I want to write a neural network using ForwardDiff.jl package but I can’t find any example.
If number of parameters is much greater than number of outputs the you should use reverse mode AD.
In a neural networks there normally are hundreds or thousands of parameters (the weights band biases), and 1 output (the loss).
With that said you can do this.
It will be faster than reverse mode if you have 5-10 parameters.
I first tried to use Flux.jl to reproduce the results of a paper about normalizing flows. My Pytorch code works but the Flux code doesn’t work and it seems that Flux suffers from numerical problems. I don’t care about training time because I don’t think there would be a huge difference.
It is strange that Flux.jl is the main DL package in Julia and it suffers from numerical problems!
If you mean floating point truncation errors, then that is unlikely.
AD doesn’t incur truncation errors.
It may have bugs, if so you should open issues.
but it really shouldn’t have round-off errors.
Feel encourages to start another thread about that, someone might help you debug it.
Or if you can get a vaguely minimal example of an error open an issue on GitHub.
I don’t care about training time because I don’t think there would be a huge difference.
It will be orders of magnitude.
To compute the gradient via forward mode involves basically running the code onces per parameter.
Where as reverse mode is once per output (which is to say once).
Reverse mode does have a higher overhead, but unless the net is a tiny toy from the 90s, then it won’t dominate.
So it is better to use ReverseDiff.jl? My whole model has less than two thousand parameters and I don’t need to train it for long. The loss almost converges after 100 epochs.

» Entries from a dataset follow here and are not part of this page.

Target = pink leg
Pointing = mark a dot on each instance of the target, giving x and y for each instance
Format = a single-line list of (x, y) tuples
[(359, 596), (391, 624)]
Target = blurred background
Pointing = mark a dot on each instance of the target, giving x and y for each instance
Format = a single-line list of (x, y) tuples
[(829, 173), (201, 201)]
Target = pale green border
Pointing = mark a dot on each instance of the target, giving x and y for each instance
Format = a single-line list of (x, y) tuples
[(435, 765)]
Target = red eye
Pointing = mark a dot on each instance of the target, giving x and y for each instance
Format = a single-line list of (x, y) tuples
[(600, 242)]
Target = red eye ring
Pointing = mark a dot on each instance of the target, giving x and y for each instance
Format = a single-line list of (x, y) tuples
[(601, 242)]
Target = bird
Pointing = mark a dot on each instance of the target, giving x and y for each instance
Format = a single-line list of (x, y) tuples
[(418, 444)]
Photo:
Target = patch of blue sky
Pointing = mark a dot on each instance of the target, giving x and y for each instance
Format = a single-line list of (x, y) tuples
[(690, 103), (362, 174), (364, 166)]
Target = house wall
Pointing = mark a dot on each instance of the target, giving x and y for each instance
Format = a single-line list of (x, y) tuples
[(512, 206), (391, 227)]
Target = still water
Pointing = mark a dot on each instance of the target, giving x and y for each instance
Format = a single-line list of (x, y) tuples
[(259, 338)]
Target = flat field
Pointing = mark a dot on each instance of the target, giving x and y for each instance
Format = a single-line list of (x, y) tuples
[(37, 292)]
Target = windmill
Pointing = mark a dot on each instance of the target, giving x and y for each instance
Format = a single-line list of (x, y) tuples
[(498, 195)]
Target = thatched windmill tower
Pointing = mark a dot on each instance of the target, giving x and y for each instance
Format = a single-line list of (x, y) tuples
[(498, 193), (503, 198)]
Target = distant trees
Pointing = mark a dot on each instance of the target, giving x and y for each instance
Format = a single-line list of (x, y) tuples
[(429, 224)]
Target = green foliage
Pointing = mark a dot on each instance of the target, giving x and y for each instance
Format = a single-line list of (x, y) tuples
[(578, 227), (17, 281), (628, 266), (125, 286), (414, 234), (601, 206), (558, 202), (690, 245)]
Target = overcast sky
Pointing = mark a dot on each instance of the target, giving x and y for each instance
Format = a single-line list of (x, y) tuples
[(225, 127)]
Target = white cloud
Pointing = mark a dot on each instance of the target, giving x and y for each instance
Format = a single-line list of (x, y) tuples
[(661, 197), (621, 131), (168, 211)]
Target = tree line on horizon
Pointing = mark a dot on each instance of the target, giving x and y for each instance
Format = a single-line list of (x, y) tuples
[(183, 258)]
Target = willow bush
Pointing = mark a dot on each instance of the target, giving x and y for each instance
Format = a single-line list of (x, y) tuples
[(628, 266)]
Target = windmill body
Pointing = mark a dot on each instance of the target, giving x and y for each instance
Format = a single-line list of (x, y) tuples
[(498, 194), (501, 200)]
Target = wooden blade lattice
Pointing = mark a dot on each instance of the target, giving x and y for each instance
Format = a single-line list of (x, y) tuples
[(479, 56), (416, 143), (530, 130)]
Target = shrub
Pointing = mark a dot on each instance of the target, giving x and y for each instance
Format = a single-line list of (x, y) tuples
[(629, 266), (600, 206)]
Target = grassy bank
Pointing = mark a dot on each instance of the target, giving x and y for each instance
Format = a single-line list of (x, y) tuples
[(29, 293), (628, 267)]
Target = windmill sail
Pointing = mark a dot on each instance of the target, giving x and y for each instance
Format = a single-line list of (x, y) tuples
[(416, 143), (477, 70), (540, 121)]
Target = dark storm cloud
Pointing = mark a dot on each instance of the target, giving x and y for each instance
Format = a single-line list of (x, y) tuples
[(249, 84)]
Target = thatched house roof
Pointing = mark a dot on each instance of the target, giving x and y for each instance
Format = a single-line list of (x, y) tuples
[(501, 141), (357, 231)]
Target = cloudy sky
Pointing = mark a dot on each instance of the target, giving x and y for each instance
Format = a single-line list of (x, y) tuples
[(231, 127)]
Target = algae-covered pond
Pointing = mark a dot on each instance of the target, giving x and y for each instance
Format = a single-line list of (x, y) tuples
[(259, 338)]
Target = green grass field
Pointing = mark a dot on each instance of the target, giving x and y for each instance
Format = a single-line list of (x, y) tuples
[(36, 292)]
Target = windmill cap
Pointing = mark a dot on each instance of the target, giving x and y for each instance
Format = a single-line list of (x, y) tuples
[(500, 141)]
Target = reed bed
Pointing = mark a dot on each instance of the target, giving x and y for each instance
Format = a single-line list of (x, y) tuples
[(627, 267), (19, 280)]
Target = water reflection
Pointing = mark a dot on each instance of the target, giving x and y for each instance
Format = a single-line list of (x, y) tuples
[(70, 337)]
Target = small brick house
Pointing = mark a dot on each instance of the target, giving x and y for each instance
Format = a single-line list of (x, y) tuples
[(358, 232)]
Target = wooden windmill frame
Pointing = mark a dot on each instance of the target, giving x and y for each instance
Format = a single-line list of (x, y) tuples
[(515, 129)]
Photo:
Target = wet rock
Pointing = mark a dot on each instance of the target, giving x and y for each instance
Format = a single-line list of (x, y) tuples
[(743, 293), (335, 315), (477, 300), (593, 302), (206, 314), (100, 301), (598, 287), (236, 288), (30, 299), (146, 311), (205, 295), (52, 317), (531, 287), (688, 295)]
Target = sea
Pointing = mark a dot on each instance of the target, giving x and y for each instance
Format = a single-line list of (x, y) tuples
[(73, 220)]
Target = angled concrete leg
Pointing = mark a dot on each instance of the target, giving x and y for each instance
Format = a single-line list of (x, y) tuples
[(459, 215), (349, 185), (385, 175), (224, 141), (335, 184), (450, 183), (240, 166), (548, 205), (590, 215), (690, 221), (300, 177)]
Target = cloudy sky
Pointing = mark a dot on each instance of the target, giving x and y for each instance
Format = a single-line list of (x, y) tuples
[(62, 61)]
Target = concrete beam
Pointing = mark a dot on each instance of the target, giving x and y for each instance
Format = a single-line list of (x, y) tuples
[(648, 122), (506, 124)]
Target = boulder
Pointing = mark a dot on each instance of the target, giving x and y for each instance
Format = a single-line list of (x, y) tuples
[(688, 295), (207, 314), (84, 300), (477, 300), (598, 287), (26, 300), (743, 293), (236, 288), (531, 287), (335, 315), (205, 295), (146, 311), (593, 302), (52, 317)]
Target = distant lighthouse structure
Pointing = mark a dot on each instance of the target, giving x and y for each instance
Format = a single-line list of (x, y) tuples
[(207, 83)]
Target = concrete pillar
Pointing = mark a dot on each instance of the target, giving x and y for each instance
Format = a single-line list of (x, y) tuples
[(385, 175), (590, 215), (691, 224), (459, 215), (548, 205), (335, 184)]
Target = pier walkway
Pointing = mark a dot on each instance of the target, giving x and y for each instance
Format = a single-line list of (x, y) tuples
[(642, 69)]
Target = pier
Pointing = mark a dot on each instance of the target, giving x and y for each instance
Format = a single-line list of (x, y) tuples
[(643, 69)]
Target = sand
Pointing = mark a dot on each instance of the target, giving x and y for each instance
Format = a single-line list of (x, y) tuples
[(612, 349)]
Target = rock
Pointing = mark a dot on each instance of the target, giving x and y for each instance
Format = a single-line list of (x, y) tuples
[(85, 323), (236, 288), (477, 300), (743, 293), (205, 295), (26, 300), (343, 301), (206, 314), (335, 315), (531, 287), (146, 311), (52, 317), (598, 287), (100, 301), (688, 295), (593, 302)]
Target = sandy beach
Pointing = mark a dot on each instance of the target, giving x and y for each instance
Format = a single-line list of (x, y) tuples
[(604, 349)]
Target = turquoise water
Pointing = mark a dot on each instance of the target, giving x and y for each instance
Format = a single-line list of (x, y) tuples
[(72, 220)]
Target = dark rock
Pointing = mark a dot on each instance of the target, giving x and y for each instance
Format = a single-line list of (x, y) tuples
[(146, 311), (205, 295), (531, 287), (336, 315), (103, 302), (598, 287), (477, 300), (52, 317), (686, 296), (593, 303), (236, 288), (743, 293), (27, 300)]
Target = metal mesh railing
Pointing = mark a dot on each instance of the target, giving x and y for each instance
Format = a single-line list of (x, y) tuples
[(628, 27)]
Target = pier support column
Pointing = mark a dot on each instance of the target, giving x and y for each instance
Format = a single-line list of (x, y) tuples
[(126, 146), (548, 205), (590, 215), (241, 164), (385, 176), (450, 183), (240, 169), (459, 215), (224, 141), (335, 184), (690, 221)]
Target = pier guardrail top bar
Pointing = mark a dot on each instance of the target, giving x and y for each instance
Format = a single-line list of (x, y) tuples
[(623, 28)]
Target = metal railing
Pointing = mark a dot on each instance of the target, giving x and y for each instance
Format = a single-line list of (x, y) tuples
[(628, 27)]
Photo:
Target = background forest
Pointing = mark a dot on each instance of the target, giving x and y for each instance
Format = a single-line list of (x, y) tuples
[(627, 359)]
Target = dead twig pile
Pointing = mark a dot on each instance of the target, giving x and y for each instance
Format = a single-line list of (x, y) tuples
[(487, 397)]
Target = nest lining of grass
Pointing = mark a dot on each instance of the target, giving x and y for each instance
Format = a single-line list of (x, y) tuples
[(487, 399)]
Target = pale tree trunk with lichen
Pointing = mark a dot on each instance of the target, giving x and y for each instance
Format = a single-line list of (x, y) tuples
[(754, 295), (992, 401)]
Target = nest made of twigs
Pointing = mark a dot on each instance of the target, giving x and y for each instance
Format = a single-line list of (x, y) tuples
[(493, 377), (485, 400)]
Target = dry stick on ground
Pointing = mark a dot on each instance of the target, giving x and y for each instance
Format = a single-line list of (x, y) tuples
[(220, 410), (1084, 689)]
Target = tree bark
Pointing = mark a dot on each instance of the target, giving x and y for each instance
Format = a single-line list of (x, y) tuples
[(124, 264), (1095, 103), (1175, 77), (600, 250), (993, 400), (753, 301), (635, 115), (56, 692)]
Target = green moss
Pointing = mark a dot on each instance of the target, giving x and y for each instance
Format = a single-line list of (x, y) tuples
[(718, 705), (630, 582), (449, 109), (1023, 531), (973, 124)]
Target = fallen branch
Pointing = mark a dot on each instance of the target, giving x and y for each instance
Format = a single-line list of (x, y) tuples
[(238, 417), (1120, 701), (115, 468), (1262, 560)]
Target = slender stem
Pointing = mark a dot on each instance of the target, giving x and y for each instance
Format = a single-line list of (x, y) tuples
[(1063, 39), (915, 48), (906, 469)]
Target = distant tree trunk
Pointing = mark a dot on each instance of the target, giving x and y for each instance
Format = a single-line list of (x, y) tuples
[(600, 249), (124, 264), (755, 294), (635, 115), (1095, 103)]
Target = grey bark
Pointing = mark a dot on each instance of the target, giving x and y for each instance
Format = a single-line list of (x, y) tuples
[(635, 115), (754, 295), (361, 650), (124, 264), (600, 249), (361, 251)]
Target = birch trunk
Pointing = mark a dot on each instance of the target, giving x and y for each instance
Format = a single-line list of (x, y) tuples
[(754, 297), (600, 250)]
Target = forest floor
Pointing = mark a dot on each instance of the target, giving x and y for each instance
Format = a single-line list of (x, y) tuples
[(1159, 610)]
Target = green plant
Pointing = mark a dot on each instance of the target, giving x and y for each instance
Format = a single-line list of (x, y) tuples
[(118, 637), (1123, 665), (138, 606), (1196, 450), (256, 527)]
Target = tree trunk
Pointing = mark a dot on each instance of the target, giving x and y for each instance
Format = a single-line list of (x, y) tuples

I do not think that errors will be a problem. There is a bit outdated package implementing Masked Autoregressive flows here
Also, we have written
which uses “Dense” flows, where Dense matrix is optimized in its SVD form, which allows efficient calculation of Jacobian and inverse. We never had a problem with numerical stability.
Try implementing Spline flows. I tried for months and it seems there is an unsolved bug in Flux.
If bugs are not reported then they are not fixed.